Of course, in the years when Wilson was forming his habits he spent a fair bit of time in the company of those who, as one party-lover put it, were ‘making the best of the last 24 hours of capitalism’. His friend Scott Fitzgerald tried periodically to give up the booze, but, apparently, ‘his “on the wagon” could mean any number of things, including drinking lots of beer’. Wilson reflected in one of his later journals: ‘I am a man of the 1920s. I am still expecting something exciting: drinks, animated conversation, gaiety, brilliant writing, uninhibited exchange of ideas.’ First things first. Elena Mumm Thornton, his fourth wife, thought ‘Edmund just about never wrote when drunk,’ but this must have been true only of the years she knew him (during which she did manage to get him to cut down for longish stretches): given how much he wrote and how much he drank, the sums just wouldn’t add up for the earlier period. It’s astonishing that he lived to be 77 and published (depending on how one counts) more than 30 books in addition to vast quantities of uncollected journalism.

Wilson was good at final paragraphs, and the juxtaposition of two from his best-known books may serve as an epitaph, since they frame two ideals to which he gave lasting allegiance. The first passage comes from the ending of Axel’s Castle, where Wilson saluted his chosen authors for the way ‘they have revealed to the imagination a new flexibility and freedom’, adding:

And though we are aware in them of things that are dying – the whole belles-lettristic tradition of Renaissance culture perhaps, compelled to specialise more and more, more and more driven in on itself, as industrialism and democratic education have come to press it closer and closer – they none the less break down the walls of the present and wake us to the hope and exaltation of the untried, unsuspected possibilities of human thought and art.

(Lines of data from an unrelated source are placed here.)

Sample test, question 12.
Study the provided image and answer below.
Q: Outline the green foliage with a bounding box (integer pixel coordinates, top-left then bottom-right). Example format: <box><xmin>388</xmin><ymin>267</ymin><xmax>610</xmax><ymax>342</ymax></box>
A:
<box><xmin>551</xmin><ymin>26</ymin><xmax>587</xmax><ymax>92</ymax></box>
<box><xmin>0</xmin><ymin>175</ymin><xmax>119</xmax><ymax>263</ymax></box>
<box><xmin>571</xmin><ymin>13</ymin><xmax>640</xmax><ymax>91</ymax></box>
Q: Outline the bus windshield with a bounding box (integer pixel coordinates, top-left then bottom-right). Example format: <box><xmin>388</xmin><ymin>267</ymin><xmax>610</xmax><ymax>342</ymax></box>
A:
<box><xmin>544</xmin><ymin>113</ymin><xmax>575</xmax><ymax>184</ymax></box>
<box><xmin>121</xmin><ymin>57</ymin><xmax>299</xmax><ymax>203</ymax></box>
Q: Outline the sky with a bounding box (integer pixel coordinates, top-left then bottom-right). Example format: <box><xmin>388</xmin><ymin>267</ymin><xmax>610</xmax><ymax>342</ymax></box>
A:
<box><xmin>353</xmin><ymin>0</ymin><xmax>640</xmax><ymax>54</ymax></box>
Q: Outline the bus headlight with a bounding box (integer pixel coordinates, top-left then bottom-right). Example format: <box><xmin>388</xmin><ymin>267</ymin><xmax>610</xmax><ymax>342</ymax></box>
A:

The second passage concludes his portrait of Oliver Wendell Holmes Jr at the end of Patriotic Gore; these sentences are tellingly quoted by Dabney to round off his deftly sympathetic account of that wilful, lumpy book. Wilson judged that Justice Holmes knew exactly what he was doing when, dying childless, he left his estate to the United States rather than to some more conventional good cause:

He had fought for the Union; he had mastered its laws; he had served in its highest court through a period of three decades. The American Constitution was, as he came to declare, an experiment – what was to come of our democratic society it was impossible for a philosopher to tell – but he had taken responsibility for its working, he had subsisted and achieved his fame through his tenure of the place it had given him; and he returned to the treasury of the Union the little that he had to leave.

But life has a way of being less shapely than art. The Augustan element in Wilson would no doubt have liked to deliver itself of a few graceful, enduring last words to an admiring (and recording) audience; the reality was more mundane, but perhaps no less appropriate for that. On the last morning of his life, his heart and various other organs failing, Wilson managed to get himself out of bed and into the chair at his writing-table, feebly miming, from some mixture of will and habit, the activity that had defined his life. The nurse who was looking after him at home asked if he would like a bath or breakfast first. He replied: ‘Breakfast.’